Hay un modo muy sencillo de darse cuenta de lo que la Iglesia aporta al mundo: mirar lo que pasó cuando el Papa Francisco llegó a Milán. Gente por todas partes durante todo el día. Un millón de personas. Era un pueblo alegre, contento, sonriente a pesar de sus fatigas. No tanto las del viaje o las horas de espera bajo el sol en el parque de Monza, sino las fatigas de la vida, la trama de preocupaciones y pruebas que forman parte de la vida cotidiana. «Y cada uno de estos tendrá su demonio que lo atormenta», decía el Innombrable de Manzoni mirando a la muchedumbre que iba al encuentro del cardenal Federico. Pues bien, así fue también ese sábado de finales de marzo, idéntico. Entonces, ¿qué esperaba la gente del Papa? ¿La solución a sus problemas? ¿La resolución de cualquier nudo, prueba o drama?
Evidentemente, no. Y, bien mirado, es muy llamativo. Porque sobre aquel puntito blanco, en el fondo efímero como cualquier hombre pero decisivo en cuanto que representa a la Iglesia entera, se volcó una espera mucho más grande. Puede que fuera una espera inconsciente, pero mucho más grande en cuanto que reunía y abrazaba todas las demás.
Y el Papa respondió. Acogió las ansias, los problemas y las fatigas, una por una, haciendo lo que la Iglesia hace desde siempre: abrir el horizonte, remitir a la relación con el Dios bueno que es Padre, a la dependencia de Él y de su misericordia. Lo hizo continuamente, ante cualquier situación que se le planteaba. ¿Las periferias? Son ante todo el lugar donde «podéis encontraros con el Señor, renovar su misión como fue al principio, volver a la Galilea del primer encuentro». ¿La evangelización? Es una alegría colaborar con Dios, pero es él quien la lleva a cabo, quien «pesca los peces», porque «Él es quien conduce la historia». ¿La educación de los hijos? Se afronta fijando la mirada en la «gratuidad de Dios». Hasta culminar en una expresión que, en cierto sentido, es una síntesis: «No debemos temer los desafíos y es bueno que existan. Son signo de una fe viva, de una comunidad que busca al Señor y tiene los ojos y el corazón abiertos. Más bien temamos una fe sin desafíos, que se considera completa como si todo hubiera sido realizado. Porque los desafíos nos ayudan a hacer que nuestra fe no se vuelva ideológica».
La Iglesia no aporta la solución de los problemas, sino «ojos y corazón abiertos». Es decir, esa actitud sincera que nos permite afrontarlos, como explica don Giussani.

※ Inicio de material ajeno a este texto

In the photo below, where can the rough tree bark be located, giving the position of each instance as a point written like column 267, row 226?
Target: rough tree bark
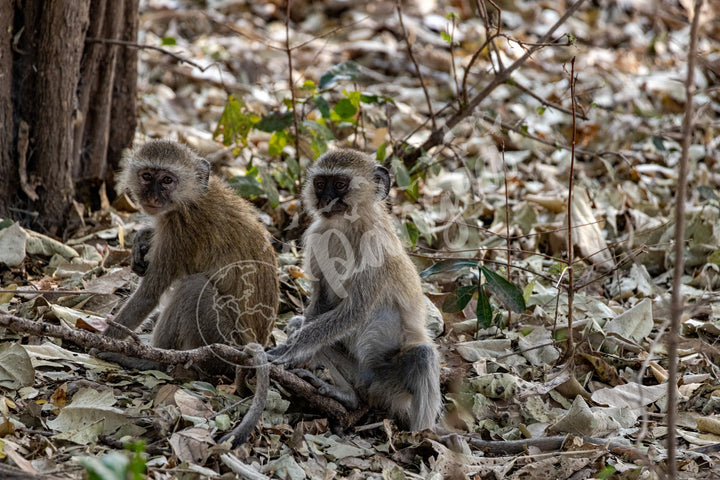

Es la religiosidad, la conciencia de que dependemos de Dios. «Él es quien conduce la historia». Y esto abre un horizonte que no nos aleja de la realidad, al contrario, nos dispone a contemplarla por lo que realmente es, porque nos da un punto de vista que permite captar en la vida cotidiana una profundidad que de otra manera no percibiríamos o sufriríamos pasivamente.
Por eso la palabra que más se oyó entre los milaneses fue «esperanza». Antes y después de la llegada de Francisco (impresionante leer las palabras de los vecinos de las Casas Blancas o de los presos de San Vittore). Siguen los problemas, pero la Iglesia está viva, está con nosotros, las «palabras eternas» de Jesús siguen «vivas en el tiempo», como escribía Charles Péguy. Ante los problemas que siguen como la vida misma, el manifiesto que CL propone para la Pascua nos invita a descubrir el gusto de afrontarlos.